Similar things are happening in the AI field—Jensen Huang once pitched the term 'sovereign AI' to representatives from 150 countries at the World Government Summit—the rhetoric sounds grand, but sovereignty is not something that can be bought with money. When NVIDIA became the world's largest manufacturer of computing hardware, the 'sovereignty' it sells to countries with no AI foundation is merely a lease of uncertain duration.
Put bluntly, this is the United States projecting its AI monopoly advantage globally in a new form. Compared to maintaining a dozen massive aircraft carrier strike groups or stationing about 170,000 military personnel across eighty-plus countries, using computing power and models to grip other nations' lifelines is far more effortless and aligns better with maintaining hegemony in the new era.
Private enterprises using AI to hold a country by the throat—such a scenario was unheard of in the past, but has now become commonplace and will only increase in the future.
Focusing on China, fortunately, we have some cards to play this time. To safeguard its AI sovereignty, China has acted both steadily and swiftly—for instance, the upcoming cross-border investment by the National Integrated Circuit Industry Investment Fund, also known as the 'National Big Fund.' For the first time in its twelve-year history, this fund is investing in a pure large model company, leading the initial financing round for DeepSeek, effectively placing top-tier models on par with chips in terms of strategic importance.

More importantly, China's confidence does not rely solely on DeepSeek. There are independent model companies like Zhipu, Moonshot AI, MiniMax, and StepFun; tech giants such as Alibaba, Baidu, and ByteDance; as well as Huawei, Cambricon, Hygon, along with new chip players like Moore Threads, MetaX, Biren, and Enflame—collectively known as the 'Four Little Dragons of Domestic GPUs.'
With hardware at the base, powerful models in the middle, and the world's most densely packed application scenarios on top—only China and the United States possess all three of these elements. While China may currently lag behind the United States in terms of cutting-edge AI capabilities, its current foundation is sufficient to prevent its AI sovereignty from being easily stripped away. Instead, it can confidently keep it firmly in its own hands.
However, a sobering reminder must be given to readers: currently, we do not yet possess super infrastructure of 'mythical' proportions—at least not publicly. This precisely indicates that China's AI cannot stop at writing code or conducting business; it must tackle the toughest, most fundamental infrastructure challenges of the AI era.
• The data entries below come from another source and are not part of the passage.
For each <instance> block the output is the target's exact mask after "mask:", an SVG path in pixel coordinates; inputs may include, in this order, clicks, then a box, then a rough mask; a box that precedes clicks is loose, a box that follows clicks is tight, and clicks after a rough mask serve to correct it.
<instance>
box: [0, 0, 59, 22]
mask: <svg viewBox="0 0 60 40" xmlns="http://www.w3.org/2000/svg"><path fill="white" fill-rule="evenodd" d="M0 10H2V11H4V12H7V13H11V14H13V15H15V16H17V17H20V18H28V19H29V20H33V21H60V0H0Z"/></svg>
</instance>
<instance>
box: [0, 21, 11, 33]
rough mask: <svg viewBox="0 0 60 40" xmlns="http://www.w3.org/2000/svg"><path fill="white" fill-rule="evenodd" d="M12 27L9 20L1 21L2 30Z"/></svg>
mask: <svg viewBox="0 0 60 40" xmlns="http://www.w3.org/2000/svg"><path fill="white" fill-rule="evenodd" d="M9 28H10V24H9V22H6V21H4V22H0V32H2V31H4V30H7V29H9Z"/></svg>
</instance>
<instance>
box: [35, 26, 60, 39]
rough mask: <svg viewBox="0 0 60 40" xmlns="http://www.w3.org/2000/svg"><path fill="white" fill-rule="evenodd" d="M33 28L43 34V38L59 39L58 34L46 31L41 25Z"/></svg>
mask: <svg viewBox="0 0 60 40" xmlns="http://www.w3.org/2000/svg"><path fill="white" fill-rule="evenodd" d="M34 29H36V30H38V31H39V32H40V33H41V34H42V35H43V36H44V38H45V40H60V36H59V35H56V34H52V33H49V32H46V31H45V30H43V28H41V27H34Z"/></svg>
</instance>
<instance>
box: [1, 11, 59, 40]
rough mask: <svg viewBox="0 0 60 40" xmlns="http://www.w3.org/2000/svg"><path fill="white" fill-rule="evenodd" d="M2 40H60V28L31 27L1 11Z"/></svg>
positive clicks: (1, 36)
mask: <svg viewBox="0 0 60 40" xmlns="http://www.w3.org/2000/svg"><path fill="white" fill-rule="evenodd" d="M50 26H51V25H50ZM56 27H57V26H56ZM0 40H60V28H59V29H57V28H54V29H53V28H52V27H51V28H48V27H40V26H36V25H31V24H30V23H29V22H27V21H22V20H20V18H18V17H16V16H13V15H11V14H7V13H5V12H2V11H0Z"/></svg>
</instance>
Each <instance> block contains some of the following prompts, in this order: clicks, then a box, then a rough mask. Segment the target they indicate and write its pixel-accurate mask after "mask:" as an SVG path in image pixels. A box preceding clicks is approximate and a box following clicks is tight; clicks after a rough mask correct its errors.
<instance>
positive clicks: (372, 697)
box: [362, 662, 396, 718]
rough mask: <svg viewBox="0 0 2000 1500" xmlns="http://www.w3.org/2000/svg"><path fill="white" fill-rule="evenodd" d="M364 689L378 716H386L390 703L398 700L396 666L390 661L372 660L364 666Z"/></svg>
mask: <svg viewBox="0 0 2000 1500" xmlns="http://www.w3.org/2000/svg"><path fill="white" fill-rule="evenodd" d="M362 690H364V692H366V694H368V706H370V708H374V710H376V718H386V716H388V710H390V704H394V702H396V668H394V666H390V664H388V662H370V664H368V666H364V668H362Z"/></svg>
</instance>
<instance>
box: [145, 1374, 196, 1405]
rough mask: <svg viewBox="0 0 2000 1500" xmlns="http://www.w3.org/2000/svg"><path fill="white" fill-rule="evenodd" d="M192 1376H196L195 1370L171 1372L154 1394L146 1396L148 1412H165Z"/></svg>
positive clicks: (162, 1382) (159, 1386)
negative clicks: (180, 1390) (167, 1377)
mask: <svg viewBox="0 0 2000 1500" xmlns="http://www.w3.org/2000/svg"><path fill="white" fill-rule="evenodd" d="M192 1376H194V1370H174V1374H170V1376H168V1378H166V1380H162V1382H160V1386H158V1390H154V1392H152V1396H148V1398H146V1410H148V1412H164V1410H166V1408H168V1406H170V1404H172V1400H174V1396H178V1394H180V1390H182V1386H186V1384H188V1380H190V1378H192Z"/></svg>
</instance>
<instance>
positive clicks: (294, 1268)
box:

As for Mythos itself—regardless of how much its dangers may have been exaggerated—its emergence has already heralded the arrival of a new era: for the first time, the most powerful capabilities have become a strategic resource that can be held in the palm of a single company and distributed to various countries as needed.
Its even more profound significance lies in bringing a contentious debate to the forefront: Is AI a weapon or a commodity? If it is a weapon, who will regulate it? If it is a commodity, who decides whether to sell it?
Now that this yardstick has been laid out, only one question remains—when faced with it, do we stand on the side of distribution or the side of application?